I turn to look at her too. “It’s okay. No need to feel that way. It happened, it was great, but it’s over. No strings, no need to do or say anything else.”

Her shoulders relax before she almost shouts, “Oh no! The table! We need to go back and clean the table!”

I can’t help but burst out laughing for the first time since I don’t know when. “It’s good. I wiped it down with an antibacterial wipe while you were getting dressed. You worry too much, little sunshine.”

Her cheeks are beet red as she closes her eyes and laughs while resting her head on the headrest. “I am a worrier. But I guess I’m lucky you have it all together,” she adds.

I get out and come around to open her door. “I don’t know about having it all together, but I can keep a pretty calm head.”

She gets out, barefoot and still wearing my white shirt now covered in paint. She unlocks her car and puts her things inside before turning back to me. “Can I get copies of the pictures later?”

“Absolutely, if you’re sure you want them,” I tell her.

She nods. “I’ll let you know. Trashing the dress and documenting it was one thing, cathartic even, but it’s not something I’m sure I want to relive yet.”

“You know where to find me if you want them,” I answer.

“I do,” she says.

She laughs.

“What?” I ask.

“I just said ‘I do’ on the day I was supposed to get married, only it wasn’t to the man who was supposed to be my husband…it was to you. A man I barely know, after having a one-night stand. Life doesn’t always go how we plan it, does it?” she asks.

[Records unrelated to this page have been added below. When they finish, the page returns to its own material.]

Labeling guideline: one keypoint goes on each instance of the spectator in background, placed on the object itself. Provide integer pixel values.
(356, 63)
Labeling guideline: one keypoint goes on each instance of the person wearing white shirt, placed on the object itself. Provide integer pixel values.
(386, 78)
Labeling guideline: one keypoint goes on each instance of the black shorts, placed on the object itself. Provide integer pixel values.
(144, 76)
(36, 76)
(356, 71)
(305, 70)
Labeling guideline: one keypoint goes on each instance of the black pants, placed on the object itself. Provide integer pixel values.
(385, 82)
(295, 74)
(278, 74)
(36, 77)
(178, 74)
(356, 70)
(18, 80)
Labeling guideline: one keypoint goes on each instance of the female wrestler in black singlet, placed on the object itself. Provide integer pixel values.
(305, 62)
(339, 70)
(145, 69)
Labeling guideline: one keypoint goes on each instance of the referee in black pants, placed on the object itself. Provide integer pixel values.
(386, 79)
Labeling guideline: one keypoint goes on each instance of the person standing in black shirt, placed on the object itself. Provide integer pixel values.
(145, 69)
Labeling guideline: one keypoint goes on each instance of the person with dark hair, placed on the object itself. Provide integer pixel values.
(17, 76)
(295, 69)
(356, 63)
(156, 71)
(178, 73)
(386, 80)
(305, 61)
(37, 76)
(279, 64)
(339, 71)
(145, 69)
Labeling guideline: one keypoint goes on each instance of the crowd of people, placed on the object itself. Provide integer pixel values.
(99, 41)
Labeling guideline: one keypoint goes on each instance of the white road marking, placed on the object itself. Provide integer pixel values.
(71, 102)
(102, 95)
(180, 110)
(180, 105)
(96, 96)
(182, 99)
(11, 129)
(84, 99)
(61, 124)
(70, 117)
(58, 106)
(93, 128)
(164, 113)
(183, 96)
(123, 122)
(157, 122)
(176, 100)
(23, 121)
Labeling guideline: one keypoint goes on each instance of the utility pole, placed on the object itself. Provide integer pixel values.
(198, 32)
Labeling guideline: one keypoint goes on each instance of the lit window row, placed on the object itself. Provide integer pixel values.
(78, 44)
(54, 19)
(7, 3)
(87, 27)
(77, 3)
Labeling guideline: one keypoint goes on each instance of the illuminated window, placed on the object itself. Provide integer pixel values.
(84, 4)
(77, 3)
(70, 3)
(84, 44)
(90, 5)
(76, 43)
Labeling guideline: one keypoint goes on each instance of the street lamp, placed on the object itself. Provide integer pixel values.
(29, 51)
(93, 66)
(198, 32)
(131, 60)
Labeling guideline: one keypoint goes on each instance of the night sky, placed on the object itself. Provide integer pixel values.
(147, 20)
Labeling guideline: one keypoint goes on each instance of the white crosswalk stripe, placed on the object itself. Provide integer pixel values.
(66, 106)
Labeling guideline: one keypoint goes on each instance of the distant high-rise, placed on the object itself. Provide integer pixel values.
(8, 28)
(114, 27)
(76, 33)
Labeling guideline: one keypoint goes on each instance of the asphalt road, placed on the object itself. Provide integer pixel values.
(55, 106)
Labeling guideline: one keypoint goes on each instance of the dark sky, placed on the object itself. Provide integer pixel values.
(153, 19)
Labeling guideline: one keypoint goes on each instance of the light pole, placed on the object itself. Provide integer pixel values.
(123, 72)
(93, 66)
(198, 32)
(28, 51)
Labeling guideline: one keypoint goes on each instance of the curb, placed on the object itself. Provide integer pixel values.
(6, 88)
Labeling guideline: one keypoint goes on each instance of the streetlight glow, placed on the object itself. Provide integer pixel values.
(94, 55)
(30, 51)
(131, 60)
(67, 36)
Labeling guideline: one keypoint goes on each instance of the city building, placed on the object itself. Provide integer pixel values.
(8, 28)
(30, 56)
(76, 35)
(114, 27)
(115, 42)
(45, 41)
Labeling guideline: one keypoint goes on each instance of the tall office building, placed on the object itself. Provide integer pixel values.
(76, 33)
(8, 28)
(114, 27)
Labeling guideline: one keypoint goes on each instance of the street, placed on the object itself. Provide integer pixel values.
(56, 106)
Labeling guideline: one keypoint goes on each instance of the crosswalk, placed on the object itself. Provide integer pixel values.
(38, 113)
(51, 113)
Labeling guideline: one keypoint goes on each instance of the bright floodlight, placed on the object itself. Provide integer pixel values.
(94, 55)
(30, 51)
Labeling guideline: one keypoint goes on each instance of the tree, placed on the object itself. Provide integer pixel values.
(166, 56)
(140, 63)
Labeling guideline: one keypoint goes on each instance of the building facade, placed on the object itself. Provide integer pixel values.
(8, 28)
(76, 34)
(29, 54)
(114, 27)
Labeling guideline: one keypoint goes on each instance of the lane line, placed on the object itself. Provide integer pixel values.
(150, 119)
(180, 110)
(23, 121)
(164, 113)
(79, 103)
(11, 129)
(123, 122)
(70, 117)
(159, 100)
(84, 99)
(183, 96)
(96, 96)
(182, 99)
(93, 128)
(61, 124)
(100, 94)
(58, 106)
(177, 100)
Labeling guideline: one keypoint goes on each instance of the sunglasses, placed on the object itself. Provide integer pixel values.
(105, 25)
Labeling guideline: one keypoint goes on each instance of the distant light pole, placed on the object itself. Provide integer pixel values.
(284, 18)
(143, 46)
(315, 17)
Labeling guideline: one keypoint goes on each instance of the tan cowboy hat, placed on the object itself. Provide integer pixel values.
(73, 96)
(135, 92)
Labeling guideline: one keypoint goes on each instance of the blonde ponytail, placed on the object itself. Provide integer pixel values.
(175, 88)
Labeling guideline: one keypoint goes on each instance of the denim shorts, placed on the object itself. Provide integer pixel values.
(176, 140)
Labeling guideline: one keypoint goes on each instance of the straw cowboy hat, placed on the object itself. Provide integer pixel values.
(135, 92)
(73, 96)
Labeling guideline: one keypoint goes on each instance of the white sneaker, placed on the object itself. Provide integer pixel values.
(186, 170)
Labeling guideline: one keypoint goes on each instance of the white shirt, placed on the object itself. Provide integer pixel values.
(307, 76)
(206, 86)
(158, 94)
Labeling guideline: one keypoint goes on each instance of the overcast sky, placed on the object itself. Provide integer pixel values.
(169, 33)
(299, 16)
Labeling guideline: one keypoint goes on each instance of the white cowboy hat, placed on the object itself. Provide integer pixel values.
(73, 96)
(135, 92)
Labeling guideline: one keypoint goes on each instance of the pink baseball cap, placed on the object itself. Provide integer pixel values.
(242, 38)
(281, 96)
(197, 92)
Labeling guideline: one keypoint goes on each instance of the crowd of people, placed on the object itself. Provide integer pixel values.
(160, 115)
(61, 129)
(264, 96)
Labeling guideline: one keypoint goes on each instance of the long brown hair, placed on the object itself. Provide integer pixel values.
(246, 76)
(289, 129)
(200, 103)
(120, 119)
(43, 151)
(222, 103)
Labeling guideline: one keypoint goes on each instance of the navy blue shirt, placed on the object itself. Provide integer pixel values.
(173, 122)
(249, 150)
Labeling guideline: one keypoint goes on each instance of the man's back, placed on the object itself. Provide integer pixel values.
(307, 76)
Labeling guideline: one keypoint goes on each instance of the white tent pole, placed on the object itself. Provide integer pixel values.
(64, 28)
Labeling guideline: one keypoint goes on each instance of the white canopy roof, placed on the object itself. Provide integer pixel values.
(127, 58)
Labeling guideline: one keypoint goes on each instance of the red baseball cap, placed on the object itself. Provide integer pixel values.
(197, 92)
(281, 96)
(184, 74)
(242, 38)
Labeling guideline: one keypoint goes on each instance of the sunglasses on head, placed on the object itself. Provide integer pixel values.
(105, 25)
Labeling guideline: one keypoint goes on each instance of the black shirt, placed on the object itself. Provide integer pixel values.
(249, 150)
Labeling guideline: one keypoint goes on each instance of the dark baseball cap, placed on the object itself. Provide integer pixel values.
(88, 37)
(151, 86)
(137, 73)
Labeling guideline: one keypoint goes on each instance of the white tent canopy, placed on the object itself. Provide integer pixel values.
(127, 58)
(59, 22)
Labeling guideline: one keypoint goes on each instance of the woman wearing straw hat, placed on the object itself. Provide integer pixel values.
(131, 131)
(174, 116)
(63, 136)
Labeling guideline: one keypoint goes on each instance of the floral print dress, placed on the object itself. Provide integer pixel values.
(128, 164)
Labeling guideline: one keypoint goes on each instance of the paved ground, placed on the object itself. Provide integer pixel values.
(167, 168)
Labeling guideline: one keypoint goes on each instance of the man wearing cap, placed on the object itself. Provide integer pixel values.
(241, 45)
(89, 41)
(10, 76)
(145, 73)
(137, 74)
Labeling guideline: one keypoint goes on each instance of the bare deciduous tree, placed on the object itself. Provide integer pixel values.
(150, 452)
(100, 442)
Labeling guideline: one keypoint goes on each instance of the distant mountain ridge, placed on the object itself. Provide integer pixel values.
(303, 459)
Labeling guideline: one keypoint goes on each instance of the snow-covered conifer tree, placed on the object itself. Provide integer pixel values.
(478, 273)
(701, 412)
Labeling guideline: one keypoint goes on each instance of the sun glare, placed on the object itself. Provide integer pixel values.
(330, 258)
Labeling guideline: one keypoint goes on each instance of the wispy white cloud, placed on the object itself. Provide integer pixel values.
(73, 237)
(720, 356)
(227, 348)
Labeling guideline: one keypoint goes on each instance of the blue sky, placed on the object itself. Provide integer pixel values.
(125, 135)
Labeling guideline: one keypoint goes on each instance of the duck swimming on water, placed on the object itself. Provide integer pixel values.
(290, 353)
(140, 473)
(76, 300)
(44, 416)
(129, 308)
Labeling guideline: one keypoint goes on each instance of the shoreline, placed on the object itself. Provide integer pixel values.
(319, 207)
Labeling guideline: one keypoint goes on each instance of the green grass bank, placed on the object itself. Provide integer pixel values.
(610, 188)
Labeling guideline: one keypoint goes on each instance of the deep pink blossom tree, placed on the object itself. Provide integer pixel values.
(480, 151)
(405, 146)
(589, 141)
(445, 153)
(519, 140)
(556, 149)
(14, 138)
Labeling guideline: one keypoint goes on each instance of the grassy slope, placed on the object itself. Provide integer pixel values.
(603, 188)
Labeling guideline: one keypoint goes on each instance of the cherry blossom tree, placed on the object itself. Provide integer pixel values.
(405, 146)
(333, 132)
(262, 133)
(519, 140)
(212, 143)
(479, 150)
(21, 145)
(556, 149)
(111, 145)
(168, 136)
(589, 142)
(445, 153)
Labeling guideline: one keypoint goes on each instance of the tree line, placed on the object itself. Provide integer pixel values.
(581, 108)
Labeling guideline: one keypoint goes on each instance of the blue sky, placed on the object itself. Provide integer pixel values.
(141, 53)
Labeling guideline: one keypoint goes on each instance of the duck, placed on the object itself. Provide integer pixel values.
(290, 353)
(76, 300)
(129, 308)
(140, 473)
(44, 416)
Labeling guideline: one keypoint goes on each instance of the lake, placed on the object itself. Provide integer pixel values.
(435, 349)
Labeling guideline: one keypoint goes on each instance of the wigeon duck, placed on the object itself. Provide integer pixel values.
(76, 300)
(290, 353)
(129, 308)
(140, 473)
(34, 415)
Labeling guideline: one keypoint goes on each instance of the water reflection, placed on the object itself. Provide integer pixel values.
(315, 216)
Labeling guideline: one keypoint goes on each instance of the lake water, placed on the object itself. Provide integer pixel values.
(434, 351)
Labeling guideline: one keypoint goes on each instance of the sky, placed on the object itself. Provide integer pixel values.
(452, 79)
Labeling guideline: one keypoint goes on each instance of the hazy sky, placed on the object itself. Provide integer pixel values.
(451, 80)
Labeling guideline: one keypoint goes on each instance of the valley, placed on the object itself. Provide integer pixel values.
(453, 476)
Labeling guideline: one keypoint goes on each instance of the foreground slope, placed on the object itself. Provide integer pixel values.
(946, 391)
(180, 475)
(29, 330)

“No, it certainly doesn’t. But even so, somehow it always works out for the best. What’s supposed to happen, always will,” I tell her reassuringly.

“Right. Says the man who decided he could never love again after going through a similar situation. Got it.”

“Scarlett—” I start, but she cuts me off.

She holds up her hand. “I’m sorry. My humor can be a little prickly when I’m wounded.”

I shove my hands in my pockets to keep from reaching for her. It’s not my place to comfort her any more than I already have. She’ll figure out her path, the same way I did.

“By the way, thank you. It really helped to be with you today. I’m sure I’d be passed out with my cupcakes and wine right now if you hadn’t intervened,” she says with the smallest upward tip of her lips.

“I’m not sure how you did it, but you did turn this day into something magical,” she says.

“I guess my creative nature took over. I’m glad I could help turn something bad into something better,” I tell her.

We both stand and stare in silence.

She laughs first. “Do we kiss…hug? Do we shake hands now?”

I chuckle and shrug my shoulders. “We do whatever feels right.”

She stands still for a few seconds before moving close one more time. But this time she puts her hands on either side of my face and pulls. I let her and she kisses my cheek and then releases me.

She doesn’t say another word, she simply gets in her car and drives away, leaving me staring after her taillights and wondering what came over me tonight. Certainly nothing I’ll be repeating.

The night with her was amazing, but the day served as reminder of why I deemed myself heartless. Yet, Scarlett handled herself better than I ever did…or could. In her dark moments, she found a little sunshine.

And I found a little too as I briefly got to bask in her glow. But as the night settles and the crickets chirp, I know it’s back to my cold reality in the morning where I’m alone and far away from the sun.